名古屋を舞台に探偵事務所で助手としてバイトしている高校生、服部朔が探偵である樹神皓志郎のお手伝いをしながら、依頼を解決していく…というお話です。
このお話は先ず、ご当地ご飯にやられます。とても、美味しそうなんです。怪異という不穏な気配がありながらも、とにかく、ご飯の描写にお腹が空いてしまうのです。
同時にこの物語は怪異に誘われるように深く入り込み、のめり込んでしまう魅力があります。
そして登場人物が皆様、素敵です。
服部君は応援したくなりますし、樹神先生の安心感が半端ないです。その為に安心して物語を読み進めることが出来るのです。
共感応を持つ為に苦労してきた服部君を導く樹神先生と百花さんの二人のやり取りも素敵です。三人がそれぞれの能力を合わせて進む物語は点と点がひとつとなって、最後に服部君の抱えていたものへと着地します。
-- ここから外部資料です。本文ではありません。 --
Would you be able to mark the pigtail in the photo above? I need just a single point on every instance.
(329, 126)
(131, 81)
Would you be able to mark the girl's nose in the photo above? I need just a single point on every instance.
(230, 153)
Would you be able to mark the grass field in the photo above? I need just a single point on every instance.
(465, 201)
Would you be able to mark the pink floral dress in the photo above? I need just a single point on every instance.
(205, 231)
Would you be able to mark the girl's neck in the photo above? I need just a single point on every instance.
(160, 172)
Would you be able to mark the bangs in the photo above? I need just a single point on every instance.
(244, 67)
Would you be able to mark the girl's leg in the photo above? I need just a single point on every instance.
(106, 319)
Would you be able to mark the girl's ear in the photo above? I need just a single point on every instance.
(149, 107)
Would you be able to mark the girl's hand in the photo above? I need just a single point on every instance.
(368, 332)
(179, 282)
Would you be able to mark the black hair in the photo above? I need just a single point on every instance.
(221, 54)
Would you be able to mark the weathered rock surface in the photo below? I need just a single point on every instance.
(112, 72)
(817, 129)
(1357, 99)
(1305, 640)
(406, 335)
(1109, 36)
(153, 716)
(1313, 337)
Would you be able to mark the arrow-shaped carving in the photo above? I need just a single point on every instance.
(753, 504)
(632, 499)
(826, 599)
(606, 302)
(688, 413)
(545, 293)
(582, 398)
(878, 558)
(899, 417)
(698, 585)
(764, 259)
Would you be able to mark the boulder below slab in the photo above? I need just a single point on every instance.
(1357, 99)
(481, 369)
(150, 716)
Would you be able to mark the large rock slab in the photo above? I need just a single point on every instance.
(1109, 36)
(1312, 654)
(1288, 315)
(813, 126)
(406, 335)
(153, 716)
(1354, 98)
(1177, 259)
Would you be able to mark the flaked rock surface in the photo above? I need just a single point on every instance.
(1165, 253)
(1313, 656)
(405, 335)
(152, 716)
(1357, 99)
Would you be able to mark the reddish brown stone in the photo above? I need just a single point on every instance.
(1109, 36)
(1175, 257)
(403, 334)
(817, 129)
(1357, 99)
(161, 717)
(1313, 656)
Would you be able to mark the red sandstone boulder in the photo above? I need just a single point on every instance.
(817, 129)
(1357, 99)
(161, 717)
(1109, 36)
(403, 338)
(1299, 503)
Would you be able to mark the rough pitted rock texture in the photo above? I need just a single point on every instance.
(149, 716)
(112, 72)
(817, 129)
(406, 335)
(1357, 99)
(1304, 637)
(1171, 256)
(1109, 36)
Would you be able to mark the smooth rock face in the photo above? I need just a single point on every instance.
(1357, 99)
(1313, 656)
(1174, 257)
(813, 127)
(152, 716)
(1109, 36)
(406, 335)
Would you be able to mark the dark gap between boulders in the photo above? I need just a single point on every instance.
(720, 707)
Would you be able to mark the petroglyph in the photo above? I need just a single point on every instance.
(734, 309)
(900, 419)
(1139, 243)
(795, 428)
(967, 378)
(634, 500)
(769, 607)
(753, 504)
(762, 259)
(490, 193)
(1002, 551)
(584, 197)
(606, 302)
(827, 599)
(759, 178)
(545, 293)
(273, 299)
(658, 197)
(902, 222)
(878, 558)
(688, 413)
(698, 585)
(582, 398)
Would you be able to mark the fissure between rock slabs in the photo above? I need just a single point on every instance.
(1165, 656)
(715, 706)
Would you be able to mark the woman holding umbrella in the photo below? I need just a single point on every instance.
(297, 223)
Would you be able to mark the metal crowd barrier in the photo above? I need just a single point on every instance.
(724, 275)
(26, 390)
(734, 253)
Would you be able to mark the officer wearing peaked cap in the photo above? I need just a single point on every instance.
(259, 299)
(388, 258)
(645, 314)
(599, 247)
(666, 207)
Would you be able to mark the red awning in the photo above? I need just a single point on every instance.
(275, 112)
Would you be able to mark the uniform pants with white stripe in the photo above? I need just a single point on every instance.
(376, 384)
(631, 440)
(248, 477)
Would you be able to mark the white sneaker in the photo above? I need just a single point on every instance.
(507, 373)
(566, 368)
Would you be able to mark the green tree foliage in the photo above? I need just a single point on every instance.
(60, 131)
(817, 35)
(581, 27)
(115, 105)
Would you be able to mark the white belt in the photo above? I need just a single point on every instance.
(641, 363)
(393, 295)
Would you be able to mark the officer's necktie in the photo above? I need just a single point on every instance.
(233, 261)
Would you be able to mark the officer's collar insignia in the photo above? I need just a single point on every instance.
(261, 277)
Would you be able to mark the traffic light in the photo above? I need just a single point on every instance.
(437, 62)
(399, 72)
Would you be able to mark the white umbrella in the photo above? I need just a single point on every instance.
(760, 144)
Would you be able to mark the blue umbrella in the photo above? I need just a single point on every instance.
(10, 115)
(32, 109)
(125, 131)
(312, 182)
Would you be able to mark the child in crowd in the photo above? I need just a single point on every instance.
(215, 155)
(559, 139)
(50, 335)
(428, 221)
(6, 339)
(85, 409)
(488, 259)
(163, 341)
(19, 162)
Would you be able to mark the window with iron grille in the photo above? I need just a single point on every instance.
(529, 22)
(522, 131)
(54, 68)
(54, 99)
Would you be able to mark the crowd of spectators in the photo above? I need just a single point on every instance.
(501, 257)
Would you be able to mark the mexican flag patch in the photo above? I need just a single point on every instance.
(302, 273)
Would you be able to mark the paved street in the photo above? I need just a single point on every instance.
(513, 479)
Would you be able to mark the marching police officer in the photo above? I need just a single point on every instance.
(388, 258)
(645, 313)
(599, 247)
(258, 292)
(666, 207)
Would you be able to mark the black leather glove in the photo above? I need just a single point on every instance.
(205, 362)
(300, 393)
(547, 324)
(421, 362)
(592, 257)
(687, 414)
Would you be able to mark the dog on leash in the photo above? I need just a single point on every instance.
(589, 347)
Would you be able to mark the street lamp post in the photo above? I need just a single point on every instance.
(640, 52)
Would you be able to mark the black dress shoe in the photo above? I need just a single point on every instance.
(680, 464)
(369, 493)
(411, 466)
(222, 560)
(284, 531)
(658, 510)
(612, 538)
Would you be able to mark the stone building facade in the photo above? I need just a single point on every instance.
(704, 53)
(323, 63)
零和の今尚、生きる怪異は人間の哀しさが作るものとして、切なくもどこか心地の良い余韻を残して解決していきます。
それでも、どこかやりきれない思いや、背けたくなるような、人間の心が描かれていて、その度に出てくる登場人物達に思いを馳せてしまいます。

また、彼らに会いたくなる。そう思わせる心地よさもある物語です。